Life at the French Court
Mary sailed for France from Dumbarton on 7th August 1548. Accompanying Mary were her four childhood companions and maids-of-honour, Mary Beton, Mary Seton, Mary Livingston and Mary Fleming – the ‘Four Marys’.
On arrival in France, near Brest, on 13th August Mary proceeded to St. Gerrmain-en-Laye were she was most graciously received by the French King Henry II and welcomed into the Royal household – Mary was of course an anointed monarch. Her childhood years in France were most certainly the happiest of her life and she looked back on them with much fondness.
She married Francis with great ceremony at Notre Dame Cathedral, Paris on 19th April 1558 and there followed three days of balls, masques and tournaments. The honeymoon was spent at Villers Cotterets near Soissons.
A fortnight before the marriage Mary had signed a secret document whereby, in the event of her dying without issue, she effectively conveyed by free gift the Kingdom of Scotland and all rights she had in the Kingdom of England to the King of France. It has been argued that being only fifteen at the time she did not appreciate the full significance of the documents she was signing, and also that she did so trusting implicitly in the guidance of her two uncles, the Cardinal of Lorraine and the Duke of Guise.

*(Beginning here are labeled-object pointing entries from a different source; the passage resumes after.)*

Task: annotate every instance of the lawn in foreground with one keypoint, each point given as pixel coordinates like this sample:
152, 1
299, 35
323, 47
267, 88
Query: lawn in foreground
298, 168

During this time Mary would visit many of the great houses of France including the Chateaux of Chenonceau (opposite) which King Henry II had given to his mistress Diane de Poitiers
On 17th November 1558 the Catholic Mary I of England died to be succeeded by the Protestant, Queen Elizabeth. Immediately on the death of Mary Tudor, Henry proclaimed Mary, Queen of England, Ireland and Scotland. This proclamation not only soured further relationships, already tense, between France and England but was to resonate to Mary’s disadvantage in later years.
On 30th June 1559 tragedy struck – Henry was killed in a jousting accident and Mary found herself Queen Consort of France as well as Queen of Scotland.
This was a period of much political/religious unrest in France. A Huguenot rebellion led by the Prince of Conde, known as the Conspiracy of Amboise, to capture and overthrow Francis failed. The conspirators were captured, tortured and hung from the battlements. Mary was certainly in the Castle when this took place but accounts vary as to whether she in fact witnessed these horrific events.
Mary visited various venues during her period as Queen consort including Chenonceau (above) but much of the time was spent at Blois (opposite) where as the banner shows she is still very much remembered.
Francis however, to whom Mary was quite attached, was of a sickly disposition and died of an ear infection on 5th December 1560. The Venetian ambassador commented:
“Soon the death of the king will be forgotten by all except his little wife who has been widowed, lost France and has little hope in Scotland.”